LE CAS PARTICULIER DES GRENACHES

Nous avions évoqué en début de saison les difficultés d’aoûtement, et donc de probable mise en réserve des grenaches. Ces craintes se sont confirmées après débourrement : de nombreux coursons sont restés secs, même si parfois les yeux de la couronne ont réussi à débourrer. Et l’impression générale des grenaches est restée celle de vignes peu végétatives parfois bloquées par leur forte sortie, dont les rameaux ont du mal à s’allonger.

 

Courson sec au débourrement (grenache Minervois)                      Grenache pâle et peu poussant mi-mai (Terrasses du Larzac)

Sur certains terroirs, ces difficultés s’expriment sur d’autres cépages, jusqu’à des plantiers de 2022 qui subissent une forte mortalité.

UN VIGNOBLE ENCORE SAIN, MAIS…

L’oïdium est de plus en plus visible sur les cépages sensibles (carignan, chardonnay notamment) avec des repiquages sur feuilles et pédicelles de grappes bien visibles. La première quinzaine de mai, très venteuse dans toute la région sud, n’a souvent pas permis un bon maintien des cadences de traitement ou, lorsqu’elles ont été respectées, la qualité des traitements a pu être inégale. Le mildiou reste sous contrôle dans les secteurs les plus secs, en revanche les secteurs bénits par les pluies (le montpelliérais notamment) voient désormais des sorties de rot gris sur grappe. La vigilance et la protection sont de mises pour les semaines à venir pour limiter les contaminations sur grappes et sur jeunes feuilles qui pourraient se poursuivre avec les orages. L’épidémie commence tard, mais elle commence !

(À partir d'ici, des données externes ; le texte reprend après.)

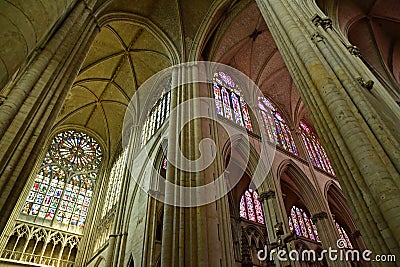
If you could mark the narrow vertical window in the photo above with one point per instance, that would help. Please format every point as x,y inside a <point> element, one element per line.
<point>156,117</point>
<point>229,101</point>
<point>301,224</point>
<point>343,235</point>
<point>250,207</point>
<point>276,127</point>
<point>315,150</point>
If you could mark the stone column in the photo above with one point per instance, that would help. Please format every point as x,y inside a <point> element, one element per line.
<point>29,110</point>
<point>25,28</point>
<point>360,139</point>
<point>188,233</point>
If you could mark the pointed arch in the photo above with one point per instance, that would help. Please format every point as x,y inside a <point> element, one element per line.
<point>303,186</point>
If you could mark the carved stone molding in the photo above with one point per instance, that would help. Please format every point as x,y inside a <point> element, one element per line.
<point>319,216</point>
<point>316,38</point>
<point>267,195</point>
<point>325,23</point>
<point>354,50</point>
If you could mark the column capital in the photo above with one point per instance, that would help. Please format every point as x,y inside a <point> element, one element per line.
<point>317,37</point>
<point>354,50</point>
<point>267,195</point>
<point>325,23</point>
<point>366,84</point>
<point>319,216</point>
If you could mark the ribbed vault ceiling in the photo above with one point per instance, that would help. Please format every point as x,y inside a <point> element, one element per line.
<point>122,57</point>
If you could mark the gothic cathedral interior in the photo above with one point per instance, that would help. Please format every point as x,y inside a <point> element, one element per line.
<point>114,151</point>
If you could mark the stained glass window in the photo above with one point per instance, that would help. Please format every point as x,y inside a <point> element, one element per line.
<point>301,224</point>
<point>250,207</point>
<point>343,235</point>
<point>157,116</point>
<point>64,185</point>
<point>114,183</point>
<point>276,127</point>
<point>229,102</point>
<point>315,151</point>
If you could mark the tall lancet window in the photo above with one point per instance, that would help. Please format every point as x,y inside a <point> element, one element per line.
<point>316,152</point>
<point>229,101</point>
<point>276,127</point>
<point>250,207</point>
<point>156,117</point>
<point>301,224</point>
<point>64,185</point>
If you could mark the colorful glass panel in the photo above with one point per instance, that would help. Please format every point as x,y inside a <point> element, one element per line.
<point>276,127</point>
<point>229,102</point>
<point>236,109</point>
<point>243,212</point>
<point>63,187</point>
<point>301,224</point>
<point>250,207</point>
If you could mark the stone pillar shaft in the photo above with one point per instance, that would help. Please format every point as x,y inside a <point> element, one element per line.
<point>186,236</point>
<point>354,132</point>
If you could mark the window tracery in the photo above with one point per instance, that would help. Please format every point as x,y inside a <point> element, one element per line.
<point>64,185</point>
<point>250,207</point>
<point>315,150</point>
<point>276,127</point>
<point>301,224</point>
<point>229,101</point>
<point>343,235</point>
<point>34,244</point>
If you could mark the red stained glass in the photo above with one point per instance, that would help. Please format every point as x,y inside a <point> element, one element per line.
<point>229,102</point>
<point>156,116</point>
<point>250,207</point>
<point>71,152</point>
<point>276,127</point>
<point>236,109</point>
<point>302,225</point>
<point>315,150</point>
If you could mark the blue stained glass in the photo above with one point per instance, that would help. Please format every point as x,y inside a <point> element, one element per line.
<point>276,127</point>
<point>156,117</point>
<point>250,207</point>
<point>226,102</point>
<point>315,150</point>
<point>227,98</point>
<point>218,100</point>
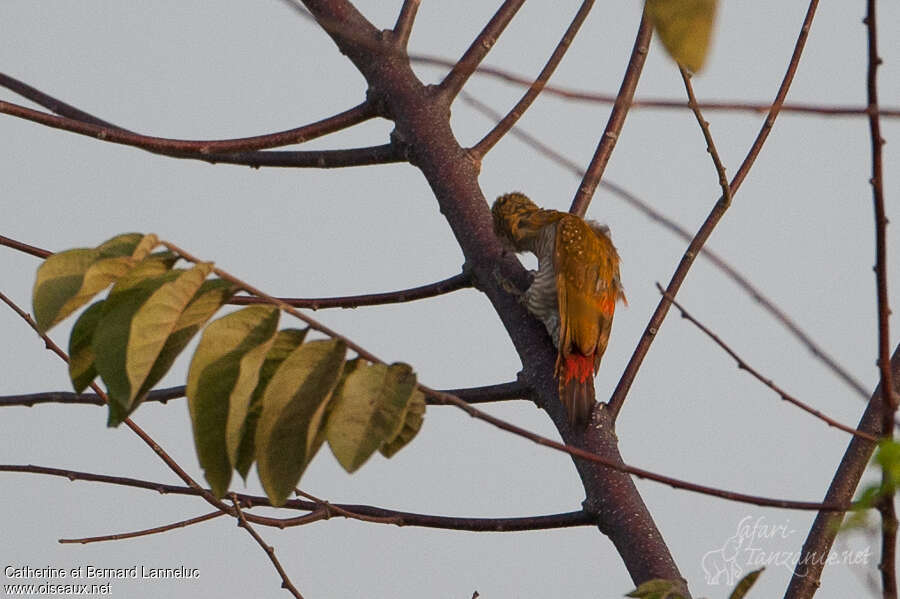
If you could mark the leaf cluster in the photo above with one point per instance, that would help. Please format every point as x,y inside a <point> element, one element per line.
<point>256,394</point>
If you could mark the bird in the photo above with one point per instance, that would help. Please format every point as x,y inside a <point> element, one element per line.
<point>574,291</point>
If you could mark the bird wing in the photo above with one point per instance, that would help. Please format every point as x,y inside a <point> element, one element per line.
<point>587,268</point>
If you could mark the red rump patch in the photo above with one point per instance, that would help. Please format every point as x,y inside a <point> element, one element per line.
<point>578,367</point>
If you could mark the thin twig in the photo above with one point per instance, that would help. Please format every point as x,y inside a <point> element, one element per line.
<point>743,365</point>
<point>403,26</point>
<point>594,172</point>
<point>658,217</point>
<point>448,285</point>
<point>332,509</point>
<point>481,45</point>
<point>146,531</point>
<point>484,394</point>
<point>270,551</point>
<point>507,122</point>
<point>196,148</point>
<point>886,507</point>
<point>707,135</point>
<point>643,346</point>
<point>364,156</point>
<point>393,517</point>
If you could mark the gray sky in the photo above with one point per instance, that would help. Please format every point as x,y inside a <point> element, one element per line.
<point>800,228</point>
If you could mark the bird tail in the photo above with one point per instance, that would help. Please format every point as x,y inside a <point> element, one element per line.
<point>576,387</point>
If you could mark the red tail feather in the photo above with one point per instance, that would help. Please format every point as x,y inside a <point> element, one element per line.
<point>576,387</point>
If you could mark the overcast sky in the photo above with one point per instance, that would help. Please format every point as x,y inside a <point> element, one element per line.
<point>801,228</point>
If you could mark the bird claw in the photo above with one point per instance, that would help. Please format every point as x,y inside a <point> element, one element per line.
<point>508,286</point>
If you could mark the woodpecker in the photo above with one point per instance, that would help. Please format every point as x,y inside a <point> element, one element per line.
<point>574,291</point>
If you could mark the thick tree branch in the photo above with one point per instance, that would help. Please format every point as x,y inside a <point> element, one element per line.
<point>687,260</point>
<point>481,45</point>
<point>507,122</point>
<point>421,118</point>
<point>594,171</point>
<point>658,217</point>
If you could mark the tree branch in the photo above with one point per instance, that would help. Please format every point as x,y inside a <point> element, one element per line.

Enfin, les symptômes de court-noué s’expriment de manière très forte cette année, la sécheresse limitant la vigueur déjà faible des ceps atteints.

LE TOURNANT DE LA MI-MAI

L’impression générale est contrastée entre les vignobles de plaine (ou les vignobles irrigués) et les parcelles de coteaux, et entre l’ouest Languedoc et le reste du vignoble.

Faible surface foliaire à la fin mai (Biterrois)

Dans le Biterrois et le secteur audois, les pluies ont été plus faibles depuis le 12 mai, et sur vignes non irriguées, les végétations ont déjà commencé à ralentir leur croissance, avec des apex très courts, parfois déjà recouverts (ce n’est pas le cas des syrahs toujours très “optimistes”, mais on le voit sur des grenaches ou des merlots, même des chardonnays vigoureux parfois). Il va être très difficile dans ces situations d’arriver en fin de saison avec une surface foliaire suffisante.

À l’opposé, on voit une reprise de croissance assez spectaculaire sur les secteurs moins déficitaires.

Le profil du millésime qui s’annonçait sec a pris un virage assez inattendu avec ce régime d’orages, annoncés pour presque une dizaine de jours encore.

Il restera sec, mais pas partout : on relèvera les cumuls de pluie à la fin juin pour un nouveau point d’étape.